Baldur is invoked with a reference fasta file for the mitochondria, and a BAM alignment file sorted in read order (i.e., as it comes from the mapper), but there are many options to allow specification of thresholds for base and mapping qualities, lists of rs ids, blacklists etc. A minimal command line invocation would therefore be:
baldur -T chrM.fa.gz in.bam
And a more typical command line showing multiple options would be:
baldur --rs-list bed_chr_MT.bed.gz --blacklist share/backlist.txt -q20 -Q10 -M30 -T chrM.fa -o output input.bam
The above line would run baldur using chrM.fa
as reference, reading from input.bam
and
generating an output file output.vcf.gz
. The other options set the MAPQ theshold to 20,
the base quality threshold to 10, the maximum base quality to 30 (any quality above this will
be set to 30), and specify that SNP rs ids can be found from the file bed_chr_MT.bed.gz
and that a blacklist
of positions to be filtered should be read from the file share/blacklist.txt
.
The circular nature of the mitochondria can make read mapping challenging, and several strategies can be used to get around this. One of the more common is to use a rotated reference where the origin of the reference has been shifted by a certain number of bases (which can help map reads that span the original origin).
Baldur has two behaviours that help the handling of alignments from such shifted references.
- There is an option (
--adjust
) to internally adjust the map positions of the alignments in the input BAM file (to compensate for the rotation). - Internally baldur treats each position as modulo the genome length so a position beyond the end of the genome wraps around to the beginning.
Baldur has many command line options for controlling the operation of the calling process.
- Read in alignments filtering on region and MAPQ
- Generate internal pileup representation of all reads
- Output pileup view if required
- Output sequencing depth report
- Estimate single site allele frequencies (SNVs and indels)
- Identify long deletions
- Merge consecutive short indels and estimate multisite allele frequencies
- Generate VCF
- 1.2.1 Switch to clap 4.1 and use anyhow crate for error reporting
- 1.2.0 Add output-deletions option to report large deletions
- 1.1.10 Switch to r_htslib 0.13.0
- 1.1.9 Switch to r_htslib 0.9.1
- 1.1.8 Switch to r_htslib 0.5
- 1.1.7 Add extra thread to Hts reading
- 1.1.7 Switch to r_htslib 0.4
- 1.1.6 Switch to r_htslib 0.3
- 1.1.5 Switch compress_io version to 0.5.
- 1.1.5 Change documentation to suggest using https rather than ssh
- 1.1.4 Switch to using compress_io from crates.io
- 1.1.3 Add allele count output for long deletion alleles.

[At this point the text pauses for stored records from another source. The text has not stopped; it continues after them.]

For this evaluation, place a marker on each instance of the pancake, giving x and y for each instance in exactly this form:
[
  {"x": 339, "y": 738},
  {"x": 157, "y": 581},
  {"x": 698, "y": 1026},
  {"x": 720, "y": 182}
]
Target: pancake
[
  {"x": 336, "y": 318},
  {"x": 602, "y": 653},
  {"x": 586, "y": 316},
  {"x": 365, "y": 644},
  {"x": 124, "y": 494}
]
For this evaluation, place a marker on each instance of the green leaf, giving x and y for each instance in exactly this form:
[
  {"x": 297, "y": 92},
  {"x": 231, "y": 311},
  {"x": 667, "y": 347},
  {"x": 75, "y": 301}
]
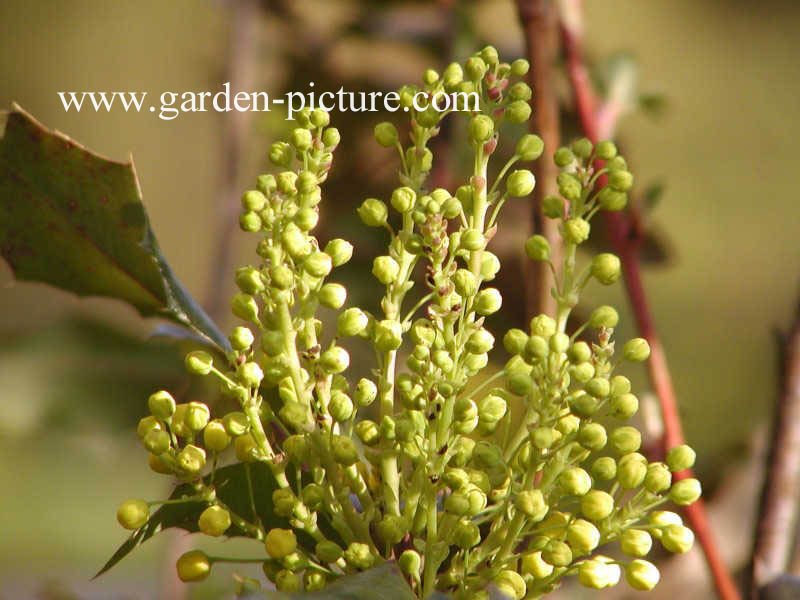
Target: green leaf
[
  {"x": 381, "y": 583},
  {"x": 232, "y": 488},
  {"x": 74, "y": 219}
]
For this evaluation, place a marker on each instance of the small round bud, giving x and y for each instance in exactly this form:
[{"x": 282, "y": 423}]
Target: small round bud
[
  {"x": 340, "y": 251},
  {"x": 280, "y": 543},
  {"x": 386, "y": 134},
  {"x": 604, "y": 316},
  {"x": 335, "y": 360},
  {"x": 606, "y": 268},
  {"x": 332, "y": 295},
  {"x": 199, "y": 362},
  {"x": 680, "y": 458},
  {"x": 563, "y": 157},
  {"x": 530, "y": 147},
  {"x": 596, "y": 505},
  {"x": 604, "y": 468},
  {"x": 161, "y": 405},
  {"x": 133, "y": 514},
  {"x": 576, "y": 231},
  {"x": 685, "y": 491},
  {"x": 214, "y": 521},
  {"x": 511, "y": 584},
  {"x": 635, "y": 542},
  {"x": 583, "y": 537},
  {"x": 582, "y": 148},
  {"x": 193, "y": 566},
  {"x": 385, "y": 269},
  {"x": 677, "y": 538},
  {"x": 481, "y": 129},
  {"x": 373, "y": 212},
  {"x": 642, "y": 575},
  {"x": 520, "y": 183},
  {"x": 358, "y": 555},
  {"x": 620, "y": 180},
  {"x": 215, "y": 437}
]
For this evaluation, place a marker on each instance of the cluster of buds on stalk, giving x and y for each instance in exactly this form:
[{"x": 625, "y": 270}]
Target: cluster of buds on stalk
[{"x": 517, "y": 478}]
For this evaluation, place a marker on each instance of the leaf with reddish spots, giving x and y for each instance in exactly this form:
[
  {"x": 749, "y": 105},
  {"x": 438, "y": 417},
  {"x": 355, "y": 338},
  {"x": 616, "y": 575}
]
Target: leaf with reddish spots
[{"x": 75, "y": 220}]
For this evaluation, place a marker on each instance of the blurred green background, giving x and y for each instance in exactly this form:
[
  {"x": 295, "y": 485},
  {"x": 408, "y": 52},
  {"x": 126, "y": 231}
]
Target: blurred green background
[{"x": 75, "y": 373}]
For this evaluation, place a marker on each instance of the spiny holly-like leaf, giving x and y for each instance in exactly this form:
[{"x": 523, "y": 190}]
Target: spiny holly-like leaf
[
  {"x": 381, "y": 583},
  {"x": 233, "y": 489},
  {"x": 75, "y": 220}
]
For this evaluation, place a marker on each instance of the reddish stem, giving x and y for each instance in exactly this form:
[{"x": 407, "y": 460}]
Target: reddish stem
[{"x": 625, "y": 236}]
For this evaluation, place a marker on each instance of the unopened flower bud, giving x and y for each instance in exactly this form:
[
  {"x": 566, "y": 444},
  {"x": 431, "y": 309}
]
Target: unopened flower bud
[
  {"x": 596, "y": 505},
  {"x": 606, "y": 268}
]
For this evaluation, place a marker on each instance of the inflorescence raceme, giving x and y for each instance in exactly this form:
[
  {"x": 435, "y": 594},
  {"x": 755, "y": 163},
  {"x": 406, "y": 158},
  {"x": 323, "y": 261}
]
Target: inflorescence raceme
[{"x": 515, "y": 478}]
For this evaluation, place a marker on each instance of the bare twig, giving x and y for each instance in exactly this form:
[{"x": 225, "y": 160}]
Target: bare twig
[
  {"x": 625, "y": 237},
  {"x": 778, "y": 511},
  {"x": 540, "y": 27}
]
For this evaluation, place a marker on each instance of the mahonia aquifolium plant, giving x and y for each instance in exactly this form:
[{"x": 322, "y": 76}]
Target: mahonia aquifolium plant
[{"x": 464, "y": 479}]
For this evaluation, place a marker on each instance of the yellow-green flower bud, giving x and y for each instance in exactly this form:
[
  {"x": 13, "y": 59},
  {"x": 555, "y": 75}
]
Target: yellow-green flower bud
[
  {"x": 685, "y": 491},
  {"x": 604, "y": 468},
  {"x": 161, "y": 405},
  {"x": 386, "y": 134},
  {"x": 196, "y": 416},
  {"x": 606, "y": 268},
  {"x": 156, "y": 441},
  {"x": 332, "y": 295},
  {"x": 358, "y": 555},
  {"x": 280, "y": 543},
  {"x": 642, "y": 575},
  {"x": 385, "y": 269},
  {"x": 620, "y": 180},
  {"x": 532, "y": 504},
  {"x": 388, "y": 335},
  {"x": 244, "y": 306},
  {"x": 511, "y": 584},
  {"x": 576, "y": 230},
  {"x": 597, "y": 505},
  {"x": 466, "y": 284},
  {"x": 604, "y": 316},
  {"x": 592, "y": 436},
  {"x": 481, "y": 129},
  {"x": 340, "y": 407},
  {"x": 340, "y": 251},
  {"x": 557, "y": 553},
  {"x": 192, "y": 459},
  {"x": 529, "y": 147},
  {"x": 597, "y": 574},
  {"x": 518, "y": 111},
  {"x": 520, "y": 183},
  {"x": 533, "y": 565},
  {"x": 635, "y": 542},
  {"x": 575, "y": 481},
  {"x": 680, "y": 458},
  {"x": 373, "y": 212},
  {"x": 133, "y": 514},
  {"x": 569, "y": 186},
  {"x": 611, "y": 199},
  {"x": 583, "y": 537},
  {"x": 479, "y": 342},
  {"x": 214, "y": 521},
  {"x": 368, "y": 432},
  {"x": 403, "y": 199},
  {"x": 636, "y": 350},
  {"x": 537, "y": 248},
  {"x": 677, "y": 538},
  {"x": 335, "y": 360},
  {"x": 215, "y": 437},
  {"x": 193, "y": 566},
  {"x": 199, "y": 362}
]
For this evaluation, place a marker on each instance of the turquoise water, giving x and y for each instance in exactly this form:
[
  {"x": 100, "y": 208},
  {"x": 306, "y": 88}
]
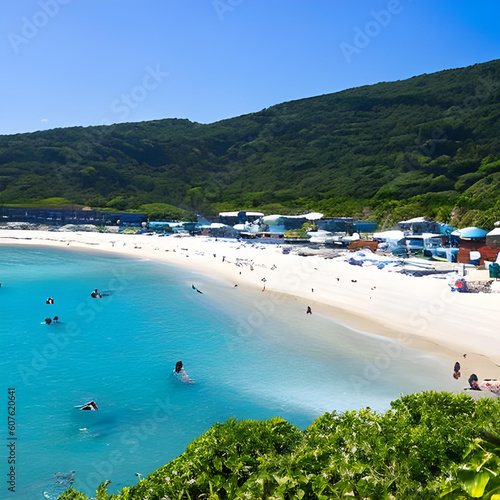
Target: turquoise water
[{"x": 250, "y": 355}]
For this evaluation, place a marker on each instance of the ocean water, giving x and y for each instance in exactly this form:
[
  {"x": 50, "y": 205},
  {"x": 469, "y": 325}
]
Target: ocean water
[{"x": 251, "y": 355}]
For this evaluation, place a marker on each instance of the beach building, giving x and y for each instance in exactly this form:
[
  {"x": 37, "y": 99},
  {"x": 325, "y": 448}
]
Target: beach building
[
  {"x": 419, "y": 225},
  {"x": 281, "y": 223},
  {"x": 241, "y": 217}
]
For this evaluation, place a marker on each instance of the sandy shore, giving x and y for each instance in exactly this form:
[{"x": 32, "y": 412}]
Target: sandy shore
[{"x": 422, "y": 313}]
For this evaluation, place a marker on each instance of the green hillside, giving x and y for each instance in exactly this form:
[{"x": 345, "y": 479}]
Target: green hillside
[{"x": 425, "y": 146}]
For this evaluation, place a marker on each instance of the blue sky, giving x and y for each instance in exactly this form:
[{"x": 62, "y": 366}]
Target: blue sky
[{"x": 88, "y": 62}]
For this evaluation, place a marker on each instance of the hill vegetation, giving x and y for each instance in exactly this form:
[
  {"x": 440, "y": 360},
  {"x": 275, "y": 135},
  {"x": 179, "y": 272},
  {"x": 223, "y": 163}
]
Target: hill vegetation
[
  {"x": 424, "y": 146},
  {"x": 426, "y": 446}
]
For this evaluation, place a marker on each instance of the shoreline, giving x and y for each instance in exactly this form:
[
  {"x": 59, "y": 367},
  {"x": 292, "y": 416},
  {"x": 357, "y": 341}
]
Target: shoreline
[{"x": 420, "y": 313}]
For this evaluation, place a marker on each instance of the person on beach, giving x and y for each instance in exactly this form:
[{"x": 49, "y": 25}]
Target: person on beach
[
  {"x": 90, "y": 406},
  {"x": 181, "y": 374},
  {"x": 491, "y": 385}
]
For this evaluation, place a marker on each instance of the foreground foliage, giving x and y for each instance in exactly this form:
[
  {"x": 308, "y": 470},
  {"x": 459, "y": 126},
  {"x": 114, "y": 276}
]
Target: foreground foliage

Correct bug where low quality deletions were being counted as non-deleted alleles.
- 1.1.2 Fix bug in merging of deletion alleles (introduced in 1.1.0)

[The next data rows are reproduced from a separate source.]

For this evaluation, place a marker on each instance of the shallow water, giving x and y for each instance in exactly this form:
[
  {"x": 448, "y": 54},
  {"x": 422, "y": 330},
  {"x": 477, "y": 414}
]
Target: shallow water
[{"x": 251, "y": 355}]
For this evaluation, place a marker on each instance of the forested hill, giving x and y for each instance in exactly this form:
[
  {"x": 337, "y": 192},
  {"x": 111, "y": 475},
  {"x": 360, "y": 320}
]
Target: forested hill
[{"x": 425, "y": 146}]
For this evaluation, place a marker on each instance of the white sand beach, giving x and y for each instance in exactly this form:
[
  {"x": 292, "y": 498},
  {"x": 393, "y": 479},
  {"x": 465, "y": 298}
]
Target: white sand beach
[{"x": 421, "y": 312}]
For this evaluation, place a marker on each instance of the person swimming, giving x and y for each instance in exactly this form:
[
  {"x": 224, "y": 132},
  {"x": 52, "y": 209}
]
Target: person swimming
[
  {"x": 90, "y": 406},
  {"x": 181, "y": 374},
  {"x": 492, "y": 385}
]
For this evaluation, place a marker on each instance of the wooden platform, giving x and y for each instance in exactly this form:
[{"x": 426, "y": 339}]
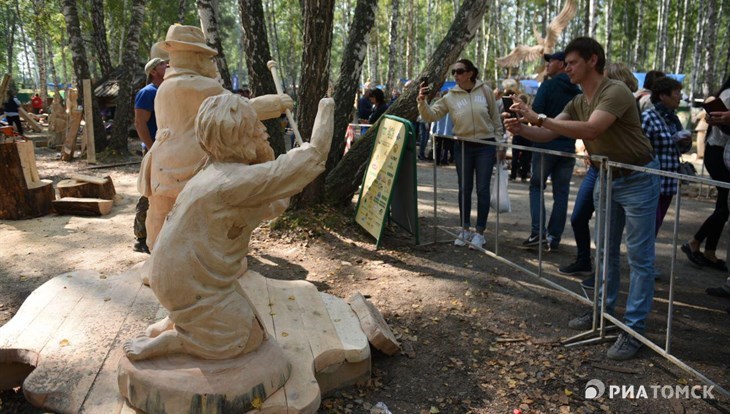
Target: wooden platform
[{"x": 72, "y": 328}]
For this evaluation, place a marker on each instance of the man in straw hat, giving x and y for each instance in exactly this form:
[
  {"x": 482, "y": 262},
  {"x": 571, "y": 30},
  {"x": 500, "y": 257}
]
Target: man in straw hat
[
  {"x": 191, "y": 77},
  {"x": 146, "y": 125}
]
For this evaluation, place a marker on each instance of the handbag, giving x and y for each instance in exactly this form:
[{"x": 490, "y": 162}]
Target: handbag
[{"x": 499, "y": 186}]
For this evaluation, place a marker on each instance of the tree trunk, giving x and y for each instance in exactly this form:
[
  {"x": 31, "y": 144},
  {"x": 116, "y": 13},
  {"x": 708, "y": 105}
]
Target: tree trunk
[
  {"x": 39, "y": 33},
  {"x": 344, "y": 179},
  {"x": 24, "y": 41},
  {"x": 709, "y": 43},
  {"x": 609, "y": 27},
  {"x": 256, "y": 45},
  {"x": 318, "y": 17},
  {"x": 10, "y": 20},
  {"x": 81, "y": 67},
  {"x": 208, "y": 12},
  {"x": 101, "y": 46},
  {"x": 347, "y": 84},
  {"x": 682, "y": 47},
  {"x": 181, "y": 11},
  {"x": 638, "y": 46},
  {"x": 696, "y": 68},
  {"x": 123, "y": 115}
]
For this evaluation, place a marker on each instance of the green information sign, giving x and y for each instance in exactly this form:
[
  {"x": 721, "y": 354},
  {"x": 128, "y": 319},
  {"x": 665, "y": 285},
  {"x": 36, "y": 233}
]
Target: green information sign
[{"x": 389, "y": 184}]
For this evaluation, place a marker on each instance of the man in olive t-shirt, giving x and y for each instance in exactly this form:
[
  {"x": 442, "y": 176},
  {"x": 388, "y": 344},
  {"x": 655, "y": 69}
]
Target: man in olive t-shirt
[{"x": 605, "y": 117}]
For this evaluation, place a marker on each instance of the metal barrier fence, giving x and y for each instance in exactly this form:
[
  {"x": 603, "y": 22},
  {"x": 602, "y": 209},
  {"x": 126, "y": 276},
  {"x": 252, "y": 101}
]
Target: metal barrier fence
[{"x": 603, "y": 214}]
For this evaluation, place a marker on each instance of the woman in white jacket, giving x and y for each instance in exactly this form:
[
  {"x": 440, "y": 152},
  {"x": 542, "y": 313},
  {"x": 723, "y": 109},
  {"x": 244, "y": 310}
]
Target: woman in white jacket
[{"x": 474, "y": 111}]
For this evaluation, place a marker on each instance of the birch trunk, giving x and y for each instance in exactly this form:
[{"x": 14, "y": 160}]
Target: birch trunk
[
  {"x": 81, "y": 68},
  {"x": 40, "y": 50},
  {"x": 682, "y": 46},
  {"x": 344, "y": 179},
  {"x": 24, "y": 41},
  {"x": 123, "y": 115},
  {"x": 638, "y": 46},
  {"x": 393, "y": 46},
  {"x": 350, "y": 69},
  {"x": 101, "y": 46},
  {"x": 181, "y": 7},
  {"x": 709, "y": 43},
  {"x": 256, "y": 45},
  {"x": 696, "y": 52},
  {"x": 609, "y": 27},
  {"x": 208, "y": 12},
  {"x": 318, "y": 16},
  {"x": 10, "y": 24}
]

- 1.1.1 Change default quality thresholds for bases and indels to 30 and 20 respectively, and change default indel threshold to 0.025, 0.1 (hard, soft).

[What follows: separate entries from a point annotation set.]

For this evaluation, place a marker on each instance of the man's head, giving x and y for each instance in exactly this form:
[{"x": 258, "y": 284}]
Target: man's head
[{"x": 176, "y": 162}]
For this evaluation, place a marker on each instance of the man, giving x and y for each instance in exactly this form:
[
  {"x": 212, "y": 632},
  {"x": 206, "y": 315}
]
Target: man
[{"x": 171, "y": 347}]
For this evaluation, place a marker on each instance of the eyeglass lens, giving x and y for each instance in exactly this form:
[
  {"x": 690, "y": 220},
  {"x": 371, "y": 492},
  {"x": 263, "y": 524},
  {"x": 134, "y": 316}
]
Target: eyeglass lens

- 1.1.0 Generate large deletions calls separately from smaller deletions. For large deletions we don't explicitly consider the non-deleted allele and just count the number of deletions against the other alleles. Large deletions with similar endpoints are merged together and the collection of observed deletion alleles at each location are used to estimate empirical confidence intervals for the start and length of the allele. After calling the deletion the observations contributing to the deletion are removed and variant calling is performed using the remaining observations. This allows calling of variants that fall in the non-deleted allele.